フェノム300シリーズは2009年の就航以来、軽量ビジネスジェット市場で高い人気を維持してきた。同機は高速性能や燃費効率、比較的広い客室空間を備え、企業幹部の移動やチャーター運航を中心に世界各国で導入が進んでいる。近年は同市場で最も多く納入された機種の一つとして知られ、エンブラエルのビジネス航空部門を支える主力製品となっている。今回発表された300EVは、その実績ある機体をさらに進化させた後継モデルと位置付けられる。

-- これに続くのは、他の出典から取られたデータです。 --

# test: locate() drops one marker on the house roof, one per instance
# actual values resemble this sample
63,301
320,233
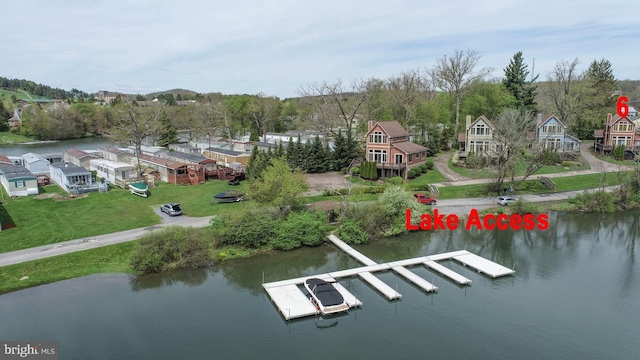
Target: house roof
226,152
31,158
113,150
11,172
191,157
78,154
392,128
162,162
483,118
112,164
546,118
5,160
408,147
70,169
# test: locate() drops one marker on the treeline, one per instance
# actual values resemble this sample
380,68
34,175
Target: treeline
311,157
39,89
429,104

新型機では、安全性能と運航能力の向上が大きな特徴となる。エンブラエルによると、操縦支援システムや飛行制御機能を改良したほか、運航時の安全性を高める各種機能を追加した。また、機体性能も見直され、運航効率や快適性の改善が図られている。こうした改良により、企業や個人富裕層による移動需要に加え、チャーター会社や法人向け需要の取り込みを目指す考えである。

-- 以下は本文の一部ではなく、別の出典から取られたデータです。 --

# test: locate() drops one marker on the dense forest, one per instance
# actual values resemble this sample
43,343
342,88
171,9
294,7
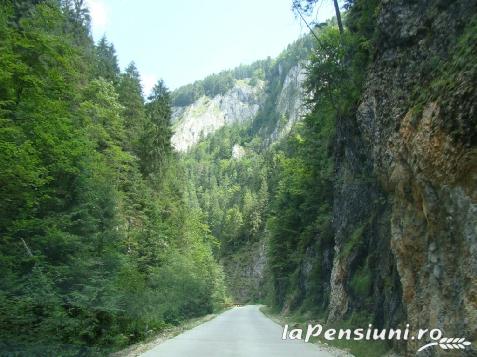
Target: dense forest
358,208
100,245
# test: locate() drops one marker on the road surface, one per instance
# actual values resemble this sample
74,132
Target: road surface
239,332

ビジネスジェット市場では、コロナ禍を契機にプライベートジェットへの需要が高まり、その後も企業の移動需要や富裕層による利用拡大を背景に市場は底堅く推移している。メーカー各社は競争力を維持するため、新型機の開発や既存機種の性能向上を進めており、フランスのダッソー・アビアシオンや米国のガルフストリーム、テキストロン傘下のセスナなどとの競争が激しさを増している。
エンブラエルは民間航空機に加え、防衛・ビジネス航空分野を成長の柱に位置付けている。商業航空機市場ではエアバスや米ボーイングとの競争が続く一方、利益率の高いビジネスジェット事業の拡大が経営戦略上の重要課題となっている。フェノム300EVの投入は、同社が高いシェアを持つ軽量ビジネスジェット市場で競争優位を維持し、今後の受注拡大につなげる狙いがある。

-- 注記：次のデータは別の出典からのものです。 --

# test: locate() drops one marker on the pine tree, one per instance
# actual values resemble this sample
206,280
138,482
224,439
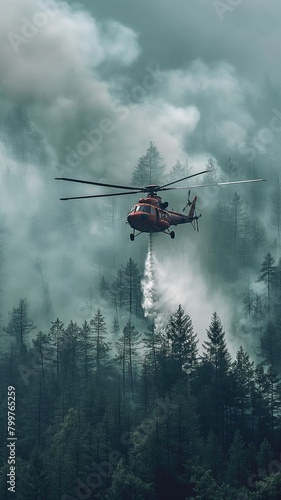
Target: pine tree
217,359
86,350
179,171
101,346
243,373
237,468
132,288
264,457
276,207
127,354
183,340
20,324
270,346
56,336
150,168
43,351
267,273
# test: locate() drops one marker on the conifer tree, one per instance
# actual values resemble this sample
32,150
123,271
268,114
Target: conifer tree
243,372
101,346
86,349
217,359
127,354
183,341
237,467
56,336
150,168
20,324
267,273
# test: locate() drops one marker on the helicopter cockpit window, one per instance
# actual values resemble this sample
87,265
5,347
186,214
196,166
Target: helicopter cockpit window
143,208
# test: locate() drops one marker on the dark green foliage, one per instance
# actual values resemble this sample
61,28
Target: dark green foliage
150,168
154,422
20,324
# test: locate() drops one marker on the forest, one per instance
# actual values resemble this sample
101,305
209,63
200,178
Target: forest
120,406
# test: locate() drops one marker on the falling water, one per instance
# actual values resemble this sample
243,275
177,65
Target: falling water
148,283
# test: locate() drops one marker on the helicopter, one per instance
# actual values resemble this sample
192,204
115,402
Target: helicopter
150,214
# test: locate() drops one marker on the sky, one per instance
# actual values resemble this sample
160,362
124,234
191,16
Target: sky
99,81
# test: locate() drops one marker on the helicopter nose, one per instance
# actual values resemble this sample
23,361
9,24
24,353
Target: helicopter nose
144,217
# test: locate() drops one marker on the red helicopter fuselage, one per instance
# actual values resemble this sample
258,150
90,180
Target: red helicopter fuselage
149,215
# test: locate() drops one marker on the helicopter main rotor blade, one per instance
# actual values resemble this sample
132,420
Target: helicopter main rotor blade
97,183
215,184
98,195
184,178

一方で、航空業界ではサプライチェーンの混乱や部品調達の遅れ、人材不足などが課題となっている。エンブラエルは2028年の納入開始を目標として開発を進める方針だが、今後は試験飛行や各国当局による型式証明の取得を経て量産体制を整える必要がある。300EVが市場でどの程度の受注を獲得できるかは、今後のビジネスジェット市場の動向を占う指標となりそうだ。